Twice a day, five times a week, 10 months of the year, Sointula mariner Danni Tribe moves one of BC’s most precious cargoes.
As captain of the Spirit of Yalis, the 20-metre vessel that takes more than 70 high school students from their Alert Bay homes to their Port McNeill high school, Tribe must navigate some of the most scenic–and potentially treacherous waters–on the Coast.
But to Tribe, who has safely made the Johnstone Strait crossing for 20 years, it’s her young passengers who are “quite heroic.”
“Taking the ferry to school is fairly unique,” she says, “with 45 minutes of pretty interesting conditions, and they do it for five years. But they are so cool, so into it, doing the life jacket drills and everything else we ask them to.
“They’re good little mariners,” she adds.
Early in her career, Tribe sometimes saw the lingering trauma of residential schools and colonialism play out among her passengers. She might have to referee fights or curb vandalism. Not anymore.
She pays tribute to the hard work done by the Namgis and other First Nations in Alert Bay to heal the community: “Now they’re happy, laughing, healthy, delightful kids who laugh and tease me, sometimes in their own language.”
A 50-year resident of Sointula, Tribe started her own career on the coast as a salmon fisher on her combination boat Spar. She held leadership roles in the United Fishermen and Allied Workers Union and served for many years as a Canadian representative on the Pacific Salmon Commission.
But when fishing closures and massive restructuring knocked the legs out from under the industry, Tribe looked for other work afloat. She moved into a job with the Coast Guard, flying out to ships from Haida Gwaii to Victoria. Later came more career training, including a meteorology ticket, until she got her command endorsement and took over the helm of Spirit of Yalis.
“I make every call,” she says. “That’s what the captain does. It’s all about training. My job is all about rules and regs, tides, and currents. There’s lots of detail work, inspections, science, and math.”
Three times a day, at least, she cheques the weather and makes a decision, according to strict protocols, whether or not to sail. When the weather’s too bad, a quick Facebook post notifies parents and kids that the Yalis is staying at the dock. And if the weather worsens during the crossing, Tribe is ready to turn around.
“I love the people that forecast the weather,” Tribe says, but worries that distant decision-makers in Ottawa may cut this critical service and undermine the coastal economy in the process.

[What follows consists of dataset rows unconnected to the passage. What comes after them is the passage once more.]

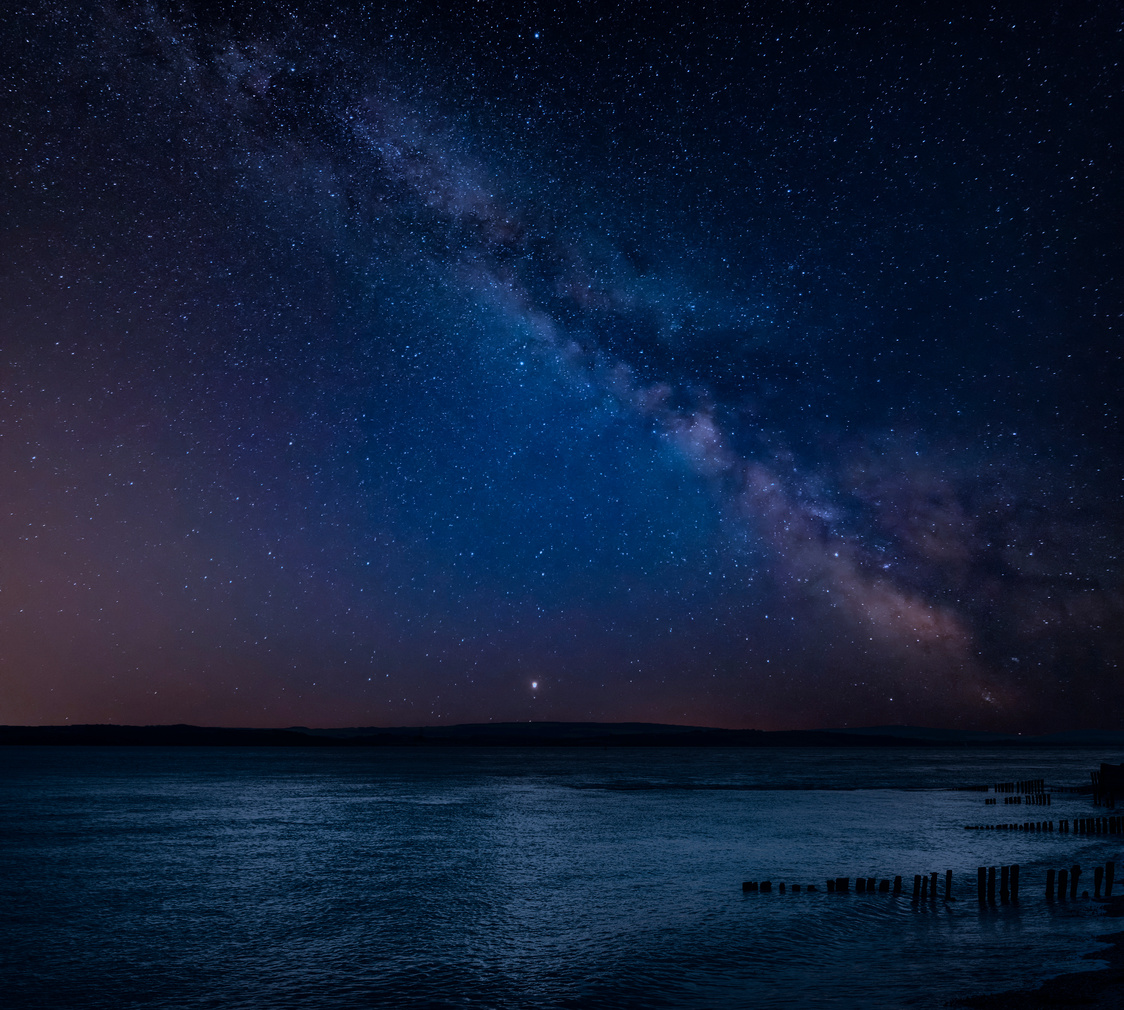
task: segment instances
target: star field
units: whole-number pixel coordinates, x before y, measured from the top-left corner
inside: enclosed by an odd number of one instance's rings
[[[19,8],[0,722],[1118,725],[1120,39]]]

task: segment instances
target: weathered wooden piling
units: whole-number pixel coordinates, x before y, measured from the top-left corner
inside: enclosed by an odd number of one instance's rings
[[[1006,902],[1011,897],[1011,868],[1009,866],[1001,866],[999,868],[999,900]]]
[[[836,877],[835,878],[835,890],[836,891],[849,891],[850,889],[851,889],[851,878],[850,877]]]
[[[757,890],[757,881],[756,880],[743,880],[742,881],[742,892],[743,893],[748,893],[750,891],[756,891],[756,890]]]
[[[894,877],[894,894],[902,893],[902,878]]]
[[[1077,881],[1081,879],[1081,867],[1074,863],[1069,868],[1069,896],[1071,898],[1077,897]]]
[[[1058,897],[1065,898],[1069,894],[1069,874],[1065,870],[1058,870]]]
[[[987,901],[987,867],[980,866],[976,869],[976,890],[979,892],[980,904]]]
[[[1099,898],[1101,896],[1101,887],[1104,884],[1104,867],[1096,866],[1093,868],[1093,897]]]
[[[784,894],[784,883],[783,882],[780,884],[780,886],[777,888],[777,890],[780,891],[781,894]]]
[[[762,891],[768,893],[769,891],[772,891],[772,889],[773,889],[773,882],[771,880],[762,880],[761,881],[761,890]]]
[[[929,874],[929,897],[933,901],[937,900],[937,871],[934,870]]]
[[[995,867],[989,866],[987,868],[987,903],[989,905],[995,904]]]
[[[888,880],[878,881],[878,893],[879,894],[889,894],[890,893],[890,881],[888,881]]]
[[[1046,871],[1046,900],[1054,900],[1054,871]]]
[[[917,901],[921,897],[921,874],[915,873],[913,875],[913,900]]]
[[[867,878],[866,878],[866,889],[867,889],[867,890],[868,890],[868,891],[869,891],[869,892],[870,892],[871,894],[873,894],[873,893],[874,893],[874,885],[875,885],[875,882],[876,882],[876,881],[875,881],[874,877],[867,877]]]
[[[952,901],[952,870],[944,871],[944,900]]]
[[[1112,897],[1112,878],[1116,876],[1116,863],[1111,859],[1104,864],[1104,896]]]
[[[832,880],[831,878],[828,878],[828,881],[827,881],[827,893],[828,894],[834,894],[835,893],[835,881]]]
[[[855,893],[866,893],[866,877],[855,877]]]
[[[1011,900],[1019,900],[1019,864],[1014,863],[1011,866]]]
[[[800,885],[799,884],[793,884],[792,885],[792,893],[793,894],[799,894],[800,893]]]
[[[926,874],[921,874],[921,900],[925,901],[929,897],[929,878]]]

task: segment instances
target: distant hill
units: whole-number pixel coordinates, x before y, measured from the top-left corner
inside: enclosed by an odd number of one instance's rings
[[[1022,736],[924,726],[714,729],[660,723],[504,722],[461,726],[239,729],[207,726],[0,726],[0,746],[133,747],[966,747],[1124,749],[1124,731]]]
[[[1063,733],[1046,733],[1030,736],[1023,733],[988,733],[970,729],[936,729],[929,726],[862,726],[832,729],[831,733],[851,733],[857,736],[886,736],[898,740],[913,740],[933,744],[1043,744],[1066,747],[1124,747],[1124,730],[1079,729]]]
[[[992,744],[1020,743],[1019,733],[988,733],[984,730],[935,729],[930,726],[862,726],[852,729],[832,729],[832,733],[850,733],[857,736],[886,736],[899,740],[913,740],[918,743],[933,744]],[[1029,739],[1039,740],[1038,737]]]

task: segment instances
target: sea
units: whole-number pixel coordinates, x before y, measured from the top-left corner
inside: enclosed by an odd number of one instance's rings
[[[1080,786],[1102,760],[1121,755],[6,747],[0,1003],[945,1006],[1100,966],[1083,955],[1120,920],[1048,901],[1045,874],[1080,864],[1092,893],[1124,839],[965,826],[1092,816],[1088,795],[966,787]],[[977,867],[1013,863],[1018,903],[981,906]],[[900,896],[854,890],[896,875]]]

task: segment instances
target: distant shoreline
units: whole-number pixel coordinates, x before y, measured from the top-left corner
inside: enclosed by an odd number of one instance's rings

Getting the sea-time she needed to build her skills is becoming harder and harder, she says, as industries like fishing and tow-boating decline, thereby eliminating opportunities to travel the coast.
Although she’s skippered lots of whale-watching tours in the summer, “there’s not a lot of money in tourism,” especially with the North Island’s short season.
“I fear we’ve lost the culture of shipping and maritime life and I don’t see it coming back.” The fish farming sector, which supports hundreds of jobs in the North Island, is the last major source of skilled jobs on the water, and now faces its own restructuring.
Despite the challenges and responsibilities of her job, Tribe is constantly inspired by her teenage passengers.
“The kids are the excitement and the fun,” she says. “I see them 45 minutes a day, twice a day, for five years. It’s important for me that it’s a happy safe place for them on that boat.
“That’s been the joy of the job, to watch them blossom and grow up. Now I’ve got kids of the first kids I took to school –- but no grandkids, yet!”
Geoff Meggs travels the coast whenever he can and is the author of an award-winning history of the BC salmon fishery.